Per analogia funzionale, vi sono inclusi anche i segretari comunali e provinciali degli enti locali. Questo personale svolge in prevalenza funzioni dirigenziali, anche se – occorre ricordarlo – le funzioni dirigenziali (intendendosi per tali le attività di direzione di uffici e strutture) non sono una prerogativa esclusiva di questo gruppo, essendo svolte, in misura non facilmente stimabile, anche negli altri gruppi professionali. Nel 2009 le consistenze di questo bacino professionale ammontavano a quasi 58mila unità; vi è stata pertanto  una diminuzione nel decennio di circa 5mila persone, pari a meno il  26%.  Secondo il Rapporto si tratta di  una evidenza di grande rilievo, che mostra come si sia prodotta – forse senza la completa consapevolezza da parte delle autorità di governo – una profonda ricomposizione professionale nella nostra macchina burocratica pubblica. Resta da capire meglio quali siano i comparti che principalmente hanno concorso a tale caduta.

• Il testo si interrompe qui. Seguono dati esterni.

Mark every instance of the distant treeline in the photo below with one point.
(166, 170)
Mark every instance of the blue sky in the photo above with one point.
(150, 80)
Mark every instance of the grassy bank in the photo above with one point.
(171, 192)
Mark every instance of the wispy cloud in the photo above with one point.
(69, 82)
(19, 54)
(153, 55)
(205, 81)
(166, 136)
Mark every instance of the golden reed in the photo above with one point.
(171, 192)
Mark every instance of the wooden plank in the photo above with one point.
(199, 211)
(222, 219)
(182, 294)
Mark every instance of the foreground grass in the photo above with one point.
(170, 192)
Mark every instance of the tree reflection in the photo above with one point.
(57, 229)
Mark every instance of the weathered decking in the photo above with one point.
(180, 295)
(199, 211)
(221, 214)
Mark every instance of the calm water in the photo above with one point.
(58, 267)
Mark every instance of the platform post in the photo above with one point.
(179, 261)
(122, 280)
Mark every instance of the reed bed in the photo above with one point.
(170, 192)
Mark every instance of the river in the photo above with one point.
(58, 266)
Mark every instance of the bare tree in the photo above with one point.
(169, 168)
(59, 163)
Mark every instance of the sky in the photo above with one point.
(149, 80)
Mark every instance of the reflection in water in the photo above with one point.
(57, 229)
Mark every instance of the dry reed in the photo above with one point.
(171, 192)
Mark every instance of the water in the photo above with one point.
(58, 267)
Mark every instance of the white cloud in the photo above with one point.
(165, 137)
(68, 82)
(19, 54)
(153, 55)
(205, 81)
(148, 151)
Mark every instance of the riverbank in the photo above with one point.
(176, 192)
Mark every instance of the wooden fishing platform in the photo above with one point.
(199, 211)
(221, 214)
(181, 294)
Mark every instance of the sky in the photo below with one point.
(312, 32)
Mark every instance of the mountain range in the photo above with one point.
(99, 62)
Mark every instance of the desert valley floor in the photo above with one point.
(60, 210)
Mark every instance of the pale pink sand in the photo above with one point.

Vi è infine l’ultimo gruppo, dalla caratterizzazione professionale forse ancora meno definita: si tratta di personale, per lo più impiegatizio o esecutivo, appartenente ad una gamma molto ampia di mestieri e professioni. In totale, questo raggruppamento residuale, che convenzionalmente viene indicato come “Amministrativi e tecnici”, conta più di un milione di persone e come tale costituisce il raggruppamento più numeroso. È abbastanza evidente – secondo il Rapporto – la centralità di questo bacino, che rappresenta appunto l’ossatura fondante la macchina burocratica, quella che – secondo l’ARAN –  dovrà sostenere il compito di dare attuazione al PNRR.